Most changes to your pre-planned funeral are easy to make by discussing your new decision with the funeral home. However, some choices may be more difficult, such as deciding to be buried instead of cremated. You may be required to make some changes in writing. Ask the funeral home where you made your plans to understand how to make changes.  

 4. If I pre-planned my funeral, can my family change the arrangements I’ve made after I die? 

Your legal representative or executor can change arrangements after your death. We encourage you to discuss your plans with your family to let them understand your wishes and to avoid problems after your death. Pre-planning relieves your family of many burdens on your death, but it’s also important to share that information with them.  

 5. What if prices go up or down after I have pre-paid for my funeral? 

This largely depends on how the prepaid money is handled. If you pre-paid a funeral, you signed a contract which should explain how your money and price changes are handled. Some pre-paid contracts lock in prices, but your representative may have to cover any balance still on the contract. If there is any money left after the contract is paid, it will be distributed according to the terms of your contract.  

 6. Do I need a legal representative even if I pre-plan my own funeral? 

Although your funeral arrangements were planned, you should have a legal representative who ensures that your wishes are carried out. Your legal representative is your voice to the funeral homes in Montreal. If there are unforeseen circumstances or decisions to be made, a legal representative can step in and do their best to make the choices you would want.  

 7. What are the essentials to cover in a funeral reception? 

A funeral reception takes many forms, depending on your religion and traditions.

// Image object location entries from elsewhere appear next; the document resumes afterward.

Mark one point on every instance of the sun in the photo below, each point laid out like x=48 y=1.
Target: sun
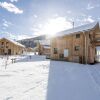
x=55 y=25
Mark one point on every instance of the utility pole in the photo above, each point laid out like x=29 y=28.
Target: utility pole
x=73 y=24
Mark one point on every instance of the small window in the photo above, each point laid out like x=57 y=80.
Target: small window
x=2 y=43
x=61 y=55
x=77 y=48
x=77 y=35
x=55 y=50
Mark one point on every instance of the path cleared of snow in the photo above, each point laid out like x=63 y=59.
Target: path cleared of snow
x=37 y=78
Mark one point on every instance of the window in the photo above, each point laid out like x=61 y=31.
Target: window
x=77 y=35
x=55 y=50
x=77 y=48
x=61 y=55
x=2 y=43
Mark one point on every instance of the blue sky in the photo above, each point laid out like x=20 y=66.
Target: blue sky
x=27 y=18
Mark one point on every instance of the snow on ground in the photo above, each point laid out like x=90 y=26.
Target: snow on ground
x=37 y=78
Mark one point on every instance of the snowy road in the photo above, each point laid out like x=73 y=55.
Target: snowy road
x=41 y=79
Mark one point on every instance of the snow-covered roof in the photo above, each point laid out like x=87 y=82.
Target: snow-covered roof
x=46 y=46
x=77 y=29
x=14 y=42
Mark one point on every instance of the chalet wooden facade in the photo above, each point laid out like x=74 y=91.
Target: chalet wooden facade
x=44 y=47
x=10 y=47
x=76 y=45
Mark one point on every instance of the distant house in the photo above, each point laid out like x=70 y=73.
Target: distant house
x=76 y=45
x=10 y=47
x=44 y=47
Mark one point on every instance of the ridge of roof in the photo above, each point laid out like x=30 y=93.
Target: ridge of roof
x=16 y=43
x=77 y=29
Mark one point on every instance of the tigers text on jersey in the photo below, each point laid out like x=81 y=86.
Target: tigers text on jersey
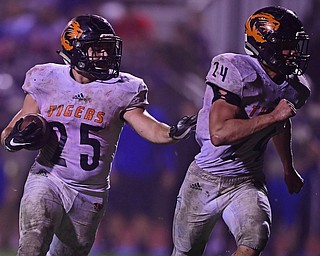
x=243 y=76
x=87 y=122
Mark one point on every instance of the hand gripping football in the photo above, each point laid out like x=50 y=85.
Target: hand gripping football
x=35 y=131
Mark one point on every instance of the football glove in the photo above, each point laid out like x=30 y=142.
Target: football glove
x=300 y=85
x=183 y=128
x=26 y=138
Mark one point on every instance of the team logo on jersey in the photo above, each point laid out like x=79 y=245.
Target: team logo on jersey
x=72 y=32
x=261 y=22
x=79 y=96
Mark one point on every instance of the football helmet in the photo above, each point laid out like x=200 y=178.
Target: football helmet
x=276 y=36
x=90 y=45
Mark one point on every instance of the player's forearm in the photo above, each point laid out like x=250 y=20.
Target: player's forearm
x=283 y=145
x=234 y=130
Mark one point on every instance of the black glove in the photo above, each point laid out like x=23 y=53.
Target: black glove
x=17 y=139
x=183 y=128
x=300 y=85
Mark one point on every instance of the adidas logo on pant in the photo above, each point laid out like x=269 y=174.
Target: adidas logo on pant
x=196 y=186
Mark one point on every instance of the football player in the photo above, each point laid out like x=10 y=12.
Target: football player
x=86 y=102
x=248 y=100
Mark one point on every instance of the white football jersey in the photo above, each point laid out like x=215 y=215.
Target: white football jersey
x=87 y=122
x=243 y=76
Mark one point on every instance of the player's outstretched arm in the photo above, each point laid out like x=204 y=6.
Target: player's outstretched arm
x=282 y=142
x=29 y=106
x=157 y=132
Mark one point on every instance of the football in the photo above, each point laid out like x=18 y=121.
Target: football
x=39 y=130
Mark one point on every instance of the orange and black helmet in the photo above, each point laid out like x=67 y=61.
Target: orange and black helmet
x=275 y=35
x=96 y=33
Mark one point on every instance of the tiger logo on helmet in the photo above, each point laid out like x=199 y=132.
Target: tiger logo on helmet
x=73 y=31
x=261 y=22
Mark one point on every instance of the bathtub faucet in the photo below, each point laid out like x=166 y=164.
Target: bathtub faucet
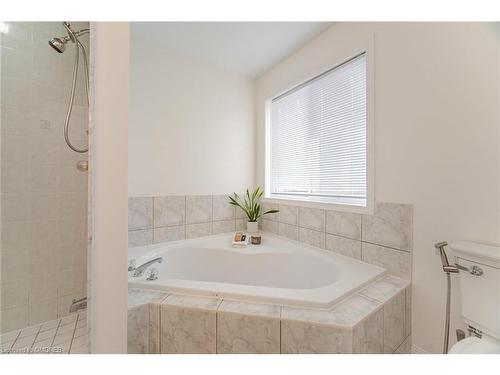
x=139 y=271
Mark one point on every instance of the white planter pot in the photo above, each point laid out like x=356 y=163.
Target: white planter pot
x=252 y=226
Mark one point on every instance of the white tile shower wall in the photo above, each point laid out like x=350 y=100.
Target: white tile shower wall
x=172 y=218
x=43 y=196
x=384 y=238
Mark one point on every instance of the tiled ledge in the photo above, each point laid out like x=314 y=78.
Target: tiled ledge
x=384 y=239
x=373 y=320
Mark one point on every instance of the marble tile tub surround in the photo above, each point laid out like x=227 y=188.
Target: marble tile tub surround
x=384 y=238
x=171 y=218
x=373 y=320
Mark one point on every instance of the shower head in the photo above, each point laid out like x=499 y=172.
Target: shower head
x=59 y=44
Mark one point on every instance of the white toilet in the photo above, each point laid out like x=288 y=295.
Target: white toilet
x=480 y=291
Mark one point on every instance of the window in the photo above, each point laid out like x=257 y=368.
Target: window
x=316 y=138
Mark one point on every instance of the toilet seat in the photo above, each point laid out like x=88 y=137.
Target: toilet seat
x=474 y=345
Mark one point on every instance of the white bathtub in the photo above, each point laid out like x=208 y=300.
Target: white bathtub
x=277 y=271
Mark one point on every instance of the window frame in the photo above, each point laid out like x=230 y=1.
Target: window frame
x=370 y=175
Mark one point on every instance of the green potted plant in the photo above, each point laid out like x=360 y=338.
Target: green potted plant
x=250 y=204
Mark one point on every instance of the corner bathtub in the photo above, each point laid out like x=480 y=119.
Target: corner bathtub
x=277 y=271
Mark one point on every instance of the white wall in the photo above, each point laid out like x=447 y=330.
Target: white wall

You may host a small luncheon or dinner at a local restaurant where friends and family can come together to remember the deceased. Some churches may host the dinner, or you may decide to have it at home. While this time is less formal than the funeral, you should still plan to give a thank-you speech to those who planned, prepared, and attended the reception.  

 8. How long after someone dies should the funeral be held? 

Traditionally, funerals are held within two weeks after death, but there may be circumstances that preclude this timeframe. Many cultures want to hold the funeral very quickly, within one to three days after death. If the body is cremated, the funeral service can be held at a more convenient time, if that is what the family prefers.  

 9. What if some people can’t travel but want to view or be part of the funeral? 

A virtual funeral is a popular option for people who have concerns about traveling or attending a gathering. Friends and family can use a computer, tablet, mobile phone, or another device to view a service through our live-streaming service. We recommend finding a quiet place to view the service to avoid distractions. You will also appreciate the peaceful setting to pay your respects to your departed loved one.    

 10. Why is a wake called a wake? 

A wake is an Irish tradition. Centuries ago, diseases plagued the country and made people appear dead. The bodies would be laid out in the home and “watched” overnight by family and friends. Over time, the wake became a way to pay respect to the deceased by keeping vigil over the body and sharing stories and food. Today, a wake is considered a viewing or visitation, but it can take many forms.